ST Chipset decap

GFA, ASM, STOS, ...

Moderators: simonsunnyboy, Mug UK, Zorro 2, Moderator Team

ijor
Hardware Guru
Hardware Guru
Posts: 3418
Joined: Sat May 29, 2004 7:52 pm
Contact:

Re: ST Chipset decap

Postby ijor » Sun Jan 07, 2018 1:18 pm

Steven Seagal wrote:Are you saying that the GLUE "M2CLOCK" can awake at an arbitrary 0-15 tick (~32mhz) on the STF relative to DCYC, and not always on the same n, n+4, n+8 or n+12 tick?

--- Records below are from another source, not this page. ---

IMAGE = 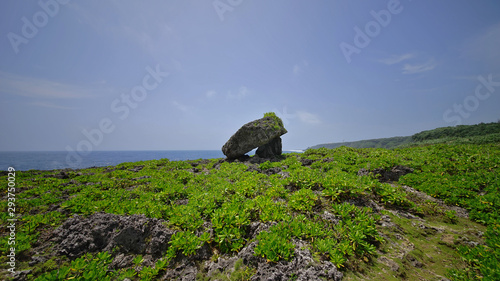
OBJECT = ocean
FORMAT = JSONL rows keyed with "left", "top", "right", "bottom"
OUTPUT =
{"left": 0, "top": 150, "right": 225, "bottom": 171}
{"left": 0, "top": 150, "right": 303, "bottom": 171}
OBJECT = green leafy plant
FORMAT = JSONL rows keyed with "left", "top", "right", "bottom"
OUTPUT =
{"left": 288, "top": 188, "right": 318, "bottom": 212}
{"left": 250, "top": 195, "right": 288, "bottom": 222}
{"left": 167, "top": 204, "right": 204, "bottom": 231}
{"left": 372, "top": 182, "right": 415, "bottom": 208}
{"left": 211, "top": 202, "right": 250, "bottom": 253}
{"left": 34, "top": 252, "right": 116, "bottom": 281}
{"left": 263, "top": 112, "right": 285, "bottom": 130}
{"left": 254, "top": 224, "right": 295, "bottom": 262}
{"left": 444, "top": 210, "right": 458, "bottom": 224}
{"left": 166, "top": 231, "right": 209, "bottom": 259}
{"left": 138, "top": 258, "right": 169, "bottom": 281}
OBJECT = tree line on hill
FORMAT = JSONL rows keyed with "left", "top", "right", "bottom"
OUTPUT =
{"left": 411, "top": 122, "right": 500, "bottom": 142}
{"left": 309, "top": 121, "right": 500, "bottom": 150}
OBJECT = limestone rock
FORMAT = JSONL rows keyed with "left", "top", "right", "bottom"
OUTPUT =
{"left": 358, "top": 165, "right": 414, "bottom": 182}
{"left": 50, "top": 212, "right": 173, "bottom": 260}
{"left": 256, "top": 136, "right": 282, "bottom": 158}
{"left": 222, "top": 114, "right": 287, "bottom": 159}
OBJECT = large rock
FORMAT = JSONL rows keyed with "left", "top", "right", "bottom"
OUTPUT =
{"left": 50, "top": 212, "right": 174, "bottom": 260}
{"left": 222, "top": 114, "right": 287, "bottom": 159}
{"left": 256, "top": 136, "right": 282, "bottom": 158}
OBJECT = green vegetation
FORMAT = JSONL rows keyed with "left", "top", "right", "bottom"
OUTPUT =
{"left": 309, "top": 136, "right": 412, "bottom": 150}
{"left": 167, "top": 231, "right": 210, "bottom": 259}
{"left": 32, "top": 251, "right": 169, "bottom": 281}
{"left": 0, "top": 136, "right": 499, "bottom": 279}
{"left": 263, "top": 112, "right": 285, "bottom": 131}
{"left": 310, "top": 121, "right": 500, "bottom": 149}
{"left": 197, "top": 258, "right": 256, "bottom": 281}
{"left": 412, "top": 122, "right": 500, "bottom": 142}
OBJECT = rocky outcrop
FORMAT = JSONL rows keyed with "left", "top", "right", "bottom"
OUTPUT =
{"left": 358, "top": 165, "right": 414, "bottom": 182}
{"left": 222, "top": 113, "right": 287, "bottom": 159}
{"left": 200, "top": 222, "right": 343, "bottom": 281}
{"left": 50, "top": 212, "right": 173, "bottom": 260}
{"left": 256, "top": 136, "right": 282, "bottom": 158}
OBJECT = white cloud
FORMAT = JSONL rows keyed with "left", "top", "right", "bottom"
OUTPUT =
{"left": 402, "top": 59, "right": 437, "bottom": 74}
{"left": 0, "top": 71, "right": 94, "bottom": 99}
{"left": 297, "top": 111, "right": 321, "bottom": 124}
{"left": 121, "top": 22, "right": 175, "bottom": 57}
{"left": 293, "top": 64, "right": 301, "bottom": 75}
{"left": 172, "top": 101, "right": 189, "bottom": 112}
{"left": 206, "top": 90, "right": 217, "bottom": 98}
{"left": 227, "top": 86, "right": 249, "bottom": 99}
{"left": 376, "top": 53, "right": 436, "bottom": 75}
{"left": 378, "top": 53, "right": 415, "bottom": 65}
{"left": 293, "top": 60, "right": 309, "bottom": 75}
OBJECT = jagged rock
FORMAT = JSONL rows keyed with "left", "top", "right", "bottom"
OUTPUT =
{"left": 51, "top": 212, "right": 174, "bottom": 260}
{"left": 378, "top": 256, "right": 400, "bottom": 272}
{"left": 161, "top": 261, "right": 198, "bottom": 281}
{"left": 201, "top": 239, "right": 342, "bottom": 281}
{"left": 321, "top": 211, "right": 339, "bottom": 225}
{"left": 249, "top": 240, "right": 343, "bottom": 281}
{"left": 256, "top": 136, "right": 282, "bottom": 158}
{"left": 222, "top": 114, "right": 287, "bottom": 159}
{"left": 12, "top": 270, "right": 32, "bottom": 281}
{"left": 358, "top": 165, "right": 414, "bottom": 182}
{"left": 109, "top": 253, "right": 134, "bottom": 269}
{"left": 128, "top": 165, "right": 144, "bottom": 172}
{"left": 205, "top": 256, "right": 239, "bottom": 277}
{"left": 299, "top": 158, "right": 315, "bottom": 166}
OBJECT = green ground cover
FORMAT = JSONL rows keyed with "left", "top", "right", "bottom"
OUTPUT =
{"left": 1, "top": 142, "right": 499, "bottom": 280}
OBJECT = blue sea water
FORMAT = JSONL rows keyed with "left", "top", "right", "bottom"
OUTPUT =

No, it isn't that bad either. It will (or should) trigger always within the same cycle.

MarkP
Atarian
Atarian
Posts: 5
Joined: Tue Jul 31, 2018 10:22 pm

Re: ST Chipset decap

Postby MarkP » Wed Aug 01, 2018 1:59 am

Wow... the ultimate level of hacking, peering right into the microstructure of the chips themselves, and using that to solve one particular longstanding enigma of how data moves through the shifter (that I've wondered about myself right since reading the classic ST Internals book way back in the day and seeing its rather sparing, mostly code-level description of how it appears to work from the outside).

I'm not sure if I'm reading it right, but does the shift matrix diagram (including that brilliant but kooky 2-bit-per-cell design that rolls the FIFO/IR into the shiftreg/RR) imply that it loads in 4 words just-in-time (except in the case of the every-16-pixels glitch) for the previous 4 to have run out in low rez, shunts them all down / shifts out the first pixel / starts loading the first word of the next block of four in more or less the one motion, and places four bits off the far right end of what are effectively 4 parallel, single tapped, 1-bit shift regs with each shift...? And for medium it only loads in two words at a time, twice as often because the individual bits in each effectively-parallel-1-bit reg are then shifted out at twice the frequency, with the lower 2 bits then always being zero so only 4 colours can be produced despite 4 bits technically being shifted out... and for hi-rez it only loads in a single word, and performs the internal transfer 4x as often as in low rez, with only the uppermost output ever changing?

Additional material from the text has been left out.